Флотский послужной список Колбасьева здесь мне больше всего нужен для музыки (ударение обязательно на «ы»!) названий, дат, должностей, имен легендарных ныне уже кораблей…
Из газеты «Правда» за 1922 год: «На 8 февраля в Московском отделе труда зарегистрированы 17 871 чел. безработных, из которых 6798 мужчин, 7664 женщины и 3409 подростков». «В Херсоне голод косит не менее 40–50 жертв ежедневно. В уезде картина еще более потрясающая. На улицах валяются голодные, оборванные люди, взывающие к помощи. Кражи, налеты, грабежи достигли невероятных размеров. В 20 волостях голодают свыше 100 тысяч человек. Положение катастрофическое». «Старый, седой Волхов!.. На его волнах сейчас копошатся свыше 5000 рабочих…Одна деревушка помешала строительству электростанции — ее разом снесли с места, построив для крестьян в стороне новенькие домики». «Устроенный Домом печати в воскресенье 19-го февраля, во время спектакля, аукцион книг и автографов с участием Владимира Маяковского прошел весьма успешно. Выручено в общей сложности около 40 000 000 рублей. Книга Маяковского „Все, сочиненное Владимиром Маяковским“ прошла за 18 900 000 руб., автограф присутствующего в зале Литвинова — за 5 250 000 руб., за выступление с чтением стихов С. Есенина было собрано 5 100 000 руб. Все деньги переданы в губернскую комиссию помощи голодающим при Главполитпросвете».
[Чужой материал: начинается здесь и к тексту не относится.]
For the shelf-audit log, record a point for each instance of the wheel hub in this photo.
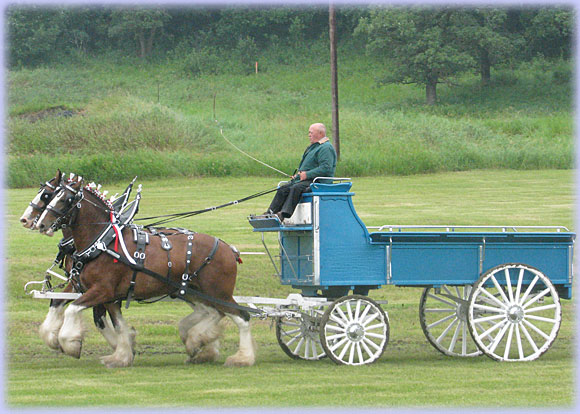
(355, 332)
(515, 314)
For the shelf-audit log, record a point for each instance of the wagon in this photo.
(486, 290)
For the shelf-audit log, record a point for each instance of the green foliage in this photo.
(410, 372)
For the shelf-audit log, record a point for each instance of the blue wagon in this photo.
(487, 290)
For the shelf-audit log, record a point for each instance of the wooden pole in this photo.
(334, 79)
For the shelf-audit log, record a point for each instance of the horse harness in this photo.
(113, 232)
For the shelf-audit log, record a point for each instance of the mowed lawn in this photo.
(411, 373)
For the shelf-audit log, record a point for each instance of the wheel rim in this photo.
(298, 334)
(514, 313)
(443, 317)
(354, 331)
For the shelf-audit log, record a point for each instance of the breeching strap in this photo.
(176, 216)
(178, 287)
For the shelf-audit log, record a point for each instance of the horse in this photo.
(52, 323)
(209, 289)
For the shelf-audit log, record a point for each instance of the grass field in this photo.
(153, 119)
(410, 373)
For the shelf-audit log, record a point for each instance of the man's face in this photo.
(314, 134)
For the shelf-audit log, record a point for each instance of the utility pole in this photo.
(334, 79)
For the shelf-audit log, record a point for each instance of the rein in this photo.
(176, 216)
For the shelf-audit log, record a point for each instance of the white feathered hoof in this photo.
(71, 347)
(114, 361)
(50, 337)
(208, 353)
(240, 359)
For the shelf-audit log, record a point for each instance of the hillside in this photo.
(112, 119)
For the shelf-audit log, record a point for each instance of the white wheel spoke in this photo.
(444, 333)
(529, 289)
(336, 328)
(499, 289)
(493, 298)
(536, 329)
(440, 321)
(441, 300)
(506, 352)
(442, 310)
(536, 298)
(371, 343)
(499, 337)
(345, 350)
(519, 341)
(342, 315)
(508, 282)
(375, 335)
(489, 308)
(370, 319)
(489, 318)
(529, 338)
(519, 288)
(299, 346)
(359, 353)
(349, 311)
(541, 308)
(334, 337)
(541, 319)
(490, 330)
(357, 311)
(337, 345)
(454, 339)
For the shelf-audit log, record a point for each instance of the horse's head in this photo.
(65, 201)
(39, 203)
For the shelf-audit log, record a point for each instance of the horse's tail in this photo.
(236, 254)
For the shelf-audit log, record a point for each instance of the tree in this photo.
(420, 45)
(484, 34)
(141, 25)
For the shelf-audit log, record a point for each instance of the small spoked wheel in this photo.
(514, 313)
(298, 334)
(443, 317)
(354, 330)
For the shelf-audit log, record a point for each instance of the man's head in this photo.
(316, 132)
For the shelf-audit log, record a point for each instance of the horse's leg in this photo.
(246, 355)
(124, 353)
(70, 336)
(52, 323)
(201, 342)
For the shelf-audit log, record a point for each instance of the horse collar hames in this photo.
(109, 278)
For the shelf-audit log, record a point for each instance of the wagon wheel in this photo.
(514, 313)
(443, 317)
(354, 330)
(298, 336)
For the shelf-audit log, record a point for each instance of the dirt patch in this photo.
(54, 112)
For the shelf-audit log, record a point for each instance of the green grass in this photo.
(409, 374)
(522, 121)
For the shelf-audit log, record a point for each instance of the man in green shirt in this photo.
(319, 160)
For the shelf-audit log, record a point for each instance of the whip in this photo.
(232, 144)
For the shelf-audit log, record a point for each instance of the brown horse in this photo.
(53, 321)
(105, 282)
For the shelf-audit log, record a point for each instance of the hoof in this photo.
(72, 347)
(112, 361)
(203, 356)
(237, 360)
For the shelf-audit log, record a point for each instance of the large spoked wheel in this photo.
(298, 334)
(514, 313)
(354, 330)
(443, 316)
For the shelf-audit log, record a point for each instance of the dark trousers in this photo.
(288, 196)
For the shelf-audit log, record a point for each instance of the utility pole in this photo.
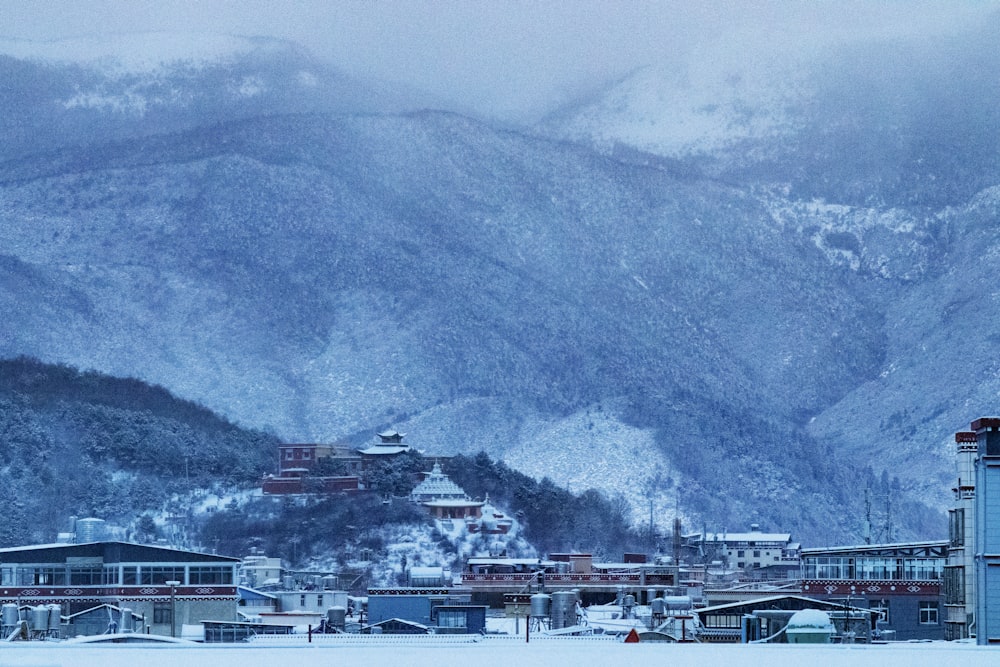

Одновременно профессор физики, сынок нашего великого Тимирязева, выступая в «Правде», обвиняет Эйнштейна в идеализме, а теорию относительности — в том, что она способна была зародиться лишь в недрах обреченного буржуазного класса и ничего общего не имеет с наукой. Одновременно в США готовится «Обезьяний процесс», на котором будут судить Дарвина…
Во времечко-то, а?!
В январе 1923 года Колбасьев назначается переводчиком в советское посольство в Кабул.
4
Н. Тихонов писал Л. Лунцу в октябре 1923 года: «Сергей Колбасьев делал прогулку по Афганистану. Растолстел, как кабульский боров, — поздоровел — привез 1001 историю, афганские подтяжки, брюки, анекдоты… Жди от него письма. Сергей настроен очень хорошо. На его месте любой из нас написал бы целую книгу о бое баранов, о бое соловьев, о беге слонов, об эмире-шофере, об этой афганской сутолоке, а я боюсь, что он не захочет писать».
Тихонов боялся правильно. Сердце Сергея Адамовича было отдано морской тематике. И никакой книги на афганском материале Колбасьев не написал. Остался один маленький, на двенадцать страниц, рассказ-фацеция, шуточный, но немного драматический.
Как только герой получает приказ отправиться в Афганистан, так сразу ему начинает мерещиться английский шпион. Весь путь до Кабула герой обливается холодным потом от ужаса — английский разведчик преследует его неотступно. Под финал выясняется, что этот английский разведчик — наш мирный торговый представитель, приехавший в Афганистан продавать чайники.
Осенью 1923 года Колбасьев назначается в Хельсинки на работу в нашем торговом представительстве, где пробыл до мая 1928 года. От финского периода его жизни остался тоже один рассказик — «Ветчина с горошком».
Рассказчик попадает в автомобильную аварию и в бессознательном состоянии умудряется угодить прямо в эпицентр диверсантов-беляков, которые готовят взрыв мостов в Петрограде. Рассказчик выдает себя за шведского художника, ибо отлично владеет шведским языком. Ему удается распознать готовящуюся диверсию: консервные банки «Ветчина с горошком» имеют начинку из взрывчатки; они взрываются, если в банку попадает воздух. Герой подменяет банки-мины на обыкновенную ветчину. Мосты остаются целыми. Рассказ шпионско-приключенческий, но автор отлично знает и взрывное дело, и конспиративное дело, ну и, конечно, языки от фарси до шведского. Полиглотом Колбасьев был с детства. Тихонов объясняет это тем, что матушка его происходила с острова Мальта — перекрестка морских путей.